Cos of 3 characteristics (3 V’s):
Volume - Quantity of data
Variety - array of available data sources
Velocity - speed at which data are created
When using big data for prediction or inference, we have a 4th V
Veracity - Credibility and reliability of different data sources
What are the steps in executing a data analysis project with structured data?
There are two sources of data - internal & external
Then the steps to build a model include:
1. Conceptualization - What will the model do and who will use the model?
2. Data collection
3. Data Prep & Wrangling - Cleaning the data, filling in the missing elements, etc
4. Data exploration
5. Model training
What are the steps in executing a data analysis project with unstructured data?

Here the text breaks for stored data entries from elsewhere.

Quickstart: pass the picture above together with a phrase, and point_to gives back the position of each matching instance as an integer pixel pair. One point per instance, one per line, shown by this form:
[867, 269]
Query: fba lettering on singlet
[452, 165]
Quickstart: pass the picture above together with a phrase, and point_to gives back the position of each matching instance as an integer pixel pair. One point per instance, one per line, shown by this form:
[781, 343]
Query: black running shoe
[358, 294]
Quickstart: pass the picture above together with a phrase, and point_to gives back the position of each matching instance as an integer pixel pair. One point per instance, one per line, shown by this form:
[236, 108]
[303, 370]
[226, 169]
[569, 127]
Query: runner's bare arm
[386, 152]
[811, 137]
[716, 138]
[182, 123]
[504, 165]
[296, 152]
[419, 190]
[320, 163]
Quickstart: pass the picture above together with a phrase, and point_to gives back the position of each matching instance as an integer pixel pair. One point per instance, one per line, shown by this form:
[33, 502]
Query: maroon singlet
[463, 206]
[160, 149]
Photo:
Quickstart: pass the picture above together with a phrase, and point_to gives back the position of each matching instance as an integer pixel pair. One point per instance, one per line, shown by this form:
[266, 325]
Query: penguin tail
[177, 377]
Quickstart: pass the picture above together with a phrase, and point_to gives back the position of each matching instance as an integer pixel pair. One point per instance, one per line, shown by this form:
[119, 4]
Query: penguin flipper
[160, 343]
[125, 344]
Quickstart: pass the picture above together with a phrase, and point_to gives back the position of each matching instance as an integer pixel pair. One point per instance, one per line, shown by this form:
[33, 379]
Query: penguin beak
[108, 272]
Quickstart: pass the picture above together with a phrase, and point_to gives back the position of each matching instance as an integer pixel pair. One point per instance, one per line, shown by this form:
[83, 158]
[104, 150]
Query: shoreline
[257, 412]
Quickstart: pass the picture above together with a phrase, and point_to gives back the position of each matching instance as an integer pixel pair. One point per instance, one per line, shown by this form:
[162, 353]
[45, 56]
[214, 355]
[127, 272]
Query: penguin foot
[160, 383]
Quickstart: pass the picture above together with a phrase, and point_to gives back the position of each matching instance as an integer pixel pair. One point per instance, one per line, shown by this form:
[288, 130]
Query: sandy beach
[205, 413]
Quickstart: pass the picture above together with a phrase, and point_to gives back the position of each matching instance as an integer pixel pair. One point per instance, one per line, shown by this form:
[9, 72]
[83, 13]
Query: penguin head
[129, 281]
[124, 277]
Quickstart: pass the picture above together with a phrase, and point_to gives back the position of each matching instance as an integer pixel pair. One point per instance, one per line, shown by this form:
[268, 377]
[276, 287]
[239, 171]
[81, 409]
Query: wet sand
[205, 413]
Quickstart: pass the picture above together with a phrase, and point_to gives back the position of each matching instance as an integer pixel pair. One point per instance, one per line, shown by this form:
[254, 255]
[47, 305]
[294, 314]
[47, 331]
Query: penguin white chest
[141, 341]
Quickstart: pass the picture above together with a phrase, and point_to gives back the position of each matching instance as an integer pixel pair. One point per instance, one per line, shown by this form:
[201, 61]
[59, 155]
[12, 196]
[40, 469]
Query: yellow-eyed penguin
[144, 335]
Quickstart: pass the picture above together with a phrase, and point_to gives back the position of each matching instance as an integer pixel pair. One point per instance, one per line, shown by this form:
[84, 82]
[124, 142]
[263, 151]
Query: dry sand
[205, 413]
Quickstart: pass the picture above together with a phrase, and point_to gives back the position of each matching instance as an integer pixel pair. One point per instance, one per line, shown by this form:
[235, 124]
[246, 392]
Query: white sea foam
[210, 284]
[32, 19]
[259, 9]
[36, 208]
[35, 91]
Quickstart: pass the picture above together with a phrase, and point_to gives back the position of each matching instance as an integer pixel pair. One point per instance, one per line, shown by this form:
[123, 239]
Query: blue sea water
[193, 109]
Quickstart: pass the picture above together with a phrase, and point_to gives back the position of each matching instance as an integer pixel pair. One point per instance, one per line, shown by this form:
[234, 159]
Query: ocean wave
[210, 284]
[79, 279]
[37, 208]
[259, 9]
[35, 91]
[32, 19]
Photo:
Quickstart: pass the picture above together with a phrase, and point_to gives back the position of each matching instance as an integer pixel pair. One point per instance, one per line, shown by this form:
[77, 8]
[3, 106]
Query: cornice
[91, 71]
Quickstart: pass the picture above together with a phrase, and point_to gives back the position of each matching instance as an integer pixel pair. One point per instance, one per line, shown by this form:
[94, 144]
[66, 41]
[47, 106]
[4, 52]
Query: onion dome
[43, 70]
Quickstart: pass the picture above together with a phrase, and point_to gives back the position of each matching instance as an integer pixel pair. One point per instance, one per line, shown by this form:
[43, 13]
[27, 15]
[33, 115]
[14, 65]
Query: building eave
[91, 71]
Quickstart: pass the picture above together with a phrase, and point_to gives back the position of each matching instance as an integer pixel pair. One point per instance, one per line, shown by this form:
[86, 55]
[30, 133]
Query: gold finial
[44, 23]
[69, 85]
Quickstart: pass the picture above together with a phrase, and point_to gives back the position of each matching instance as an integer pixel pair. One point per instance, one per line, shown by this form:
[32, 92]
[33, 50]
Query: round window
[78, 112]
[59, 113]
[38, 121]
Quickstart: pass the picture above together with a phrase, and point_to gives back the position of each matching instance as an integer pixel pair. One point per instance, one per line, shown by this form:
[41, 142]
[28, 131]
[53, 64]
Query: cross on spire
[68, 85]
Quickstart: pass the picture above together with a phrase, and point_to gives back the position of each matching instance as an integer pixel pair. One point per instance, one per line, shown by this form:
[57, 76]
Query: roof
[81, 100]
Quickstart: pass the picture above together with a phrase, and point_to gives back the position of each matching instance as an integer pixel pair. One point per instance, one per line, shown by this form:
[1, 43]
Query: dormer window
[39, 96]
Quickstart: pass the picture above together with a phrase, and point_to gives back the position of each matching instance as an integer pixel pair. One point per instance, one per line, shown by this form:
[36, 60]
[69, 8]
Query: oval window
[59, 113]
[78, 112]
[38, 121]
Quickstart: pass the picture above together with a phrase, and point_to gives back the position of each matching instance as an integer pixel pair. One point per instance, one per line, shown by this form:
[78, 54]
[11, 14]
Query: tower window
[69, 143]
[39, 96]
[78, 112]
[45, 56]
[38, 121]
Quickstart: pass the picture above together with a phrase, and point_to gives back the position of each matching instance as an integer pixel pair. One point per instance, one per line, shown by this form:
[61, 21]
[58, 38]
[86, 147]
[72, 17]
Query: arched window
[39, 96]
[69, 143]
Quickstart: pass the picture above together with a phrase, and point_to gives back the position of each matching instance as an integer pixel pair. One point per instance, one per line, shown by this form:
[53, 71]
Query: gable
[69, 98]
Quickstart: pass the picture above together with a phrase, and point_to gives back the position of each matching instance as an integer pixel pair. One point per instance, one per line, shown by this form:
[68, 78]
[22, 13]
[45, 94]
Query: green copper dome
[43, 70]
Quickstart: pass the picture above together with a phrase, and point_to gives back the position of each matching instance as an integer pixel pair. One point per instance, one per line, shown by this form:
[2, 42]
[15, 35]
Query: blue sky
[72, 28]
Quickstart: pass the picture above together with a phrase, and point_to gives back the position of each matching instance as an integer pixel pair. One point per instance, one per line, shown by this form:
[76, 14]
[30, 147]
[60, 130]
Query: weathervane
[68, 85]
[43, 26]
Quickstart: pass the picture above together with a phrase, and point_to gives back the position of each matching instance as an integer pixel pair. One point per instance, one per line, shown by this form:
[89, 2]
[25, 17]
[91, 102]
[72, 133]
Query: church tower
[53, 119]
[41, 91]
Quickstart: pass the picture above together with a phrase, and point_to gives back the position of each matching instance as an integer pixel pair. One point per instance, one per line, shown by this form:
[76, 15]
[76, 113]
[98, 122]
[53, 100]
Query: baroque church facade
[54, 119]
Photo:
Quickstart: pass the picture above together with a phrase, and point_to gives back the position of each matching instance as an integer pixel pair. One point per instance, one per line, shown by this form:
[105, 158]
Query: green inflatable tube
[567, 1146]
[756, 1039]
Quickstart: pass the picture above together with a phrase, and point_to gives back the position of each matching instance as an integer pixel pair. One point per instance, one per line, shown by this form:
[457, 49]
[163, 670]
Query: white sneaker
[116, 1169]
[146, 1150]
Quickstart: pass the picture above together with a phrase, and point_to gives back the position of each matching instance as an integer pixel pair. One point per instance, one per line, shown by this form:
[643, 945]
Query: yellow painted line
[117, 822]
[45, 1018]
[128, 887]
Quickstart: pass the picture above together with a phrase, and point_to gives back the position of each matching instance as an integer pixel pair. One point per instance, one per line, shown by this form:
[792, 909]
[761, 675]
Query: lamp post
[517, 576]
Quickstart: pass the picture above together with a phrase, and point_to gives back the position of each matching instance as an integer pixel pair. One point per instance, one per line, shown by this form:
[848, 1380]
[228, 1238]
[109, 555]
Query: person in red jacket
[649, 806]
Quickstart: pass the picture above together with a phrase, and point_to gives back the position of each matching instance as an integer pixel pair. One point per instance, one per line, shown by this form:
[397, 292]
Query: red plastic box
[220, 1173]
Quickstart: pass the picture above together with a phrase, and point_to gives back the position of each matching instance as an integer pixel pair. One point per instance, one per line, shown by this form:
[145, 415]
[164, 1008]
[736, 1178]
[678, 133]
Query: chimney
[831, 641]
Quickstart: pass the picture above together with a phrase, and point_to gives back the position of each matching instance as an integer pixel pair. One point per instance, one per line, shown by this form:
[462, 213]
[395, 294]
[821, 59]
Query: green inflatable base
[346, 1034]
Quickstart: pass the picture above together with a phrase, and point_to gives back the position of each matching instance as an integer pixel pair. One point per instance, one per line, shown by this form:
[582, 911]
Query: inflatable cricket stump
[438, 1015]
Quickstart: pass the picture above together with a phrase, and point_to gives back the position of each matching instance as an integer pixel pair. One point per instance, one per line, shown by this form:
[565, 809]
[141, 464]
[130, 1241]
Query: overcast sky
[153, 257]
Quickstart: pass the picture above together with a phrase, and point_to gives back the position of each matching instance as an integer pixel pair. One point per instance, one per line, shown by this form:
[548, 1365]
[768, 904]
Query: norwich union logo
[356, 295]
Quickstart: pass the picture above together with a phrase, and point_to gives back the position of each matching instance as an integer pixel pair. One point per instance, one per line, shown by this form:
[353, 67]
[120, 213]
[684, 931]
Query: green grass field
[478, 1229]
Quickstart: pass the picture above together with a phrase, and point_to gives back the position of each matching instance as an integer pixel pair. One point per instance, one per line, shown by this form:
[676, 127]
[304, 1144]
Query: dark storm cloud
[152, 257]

There can be quite a lot of sources for unstructured data, news articles, social media, other docs, open data, etc
Steps to build a model are similar to that of structured data:
1. Text problem formulation - Define the text classification prob (example can be to come up with a sentiment score)
2. Data curation
3. Text prep & wrangling - Cleaning and pre-processing tasks.
4. Text exploration
5. Model Training
What is Data Collection?
collection from internal or external sources based on the trade-offs between time, financial costs and accuracy.
What is data preparation (cleansing)?
Examine, identify and mitigate errors in raw data
What is Data Wrangling (pre-processing)?
perform transformations and critical processing steps on the cleansed data to make it ready for the ML model.
What are the types of errors one can expect while dealing with structured data while data preparation?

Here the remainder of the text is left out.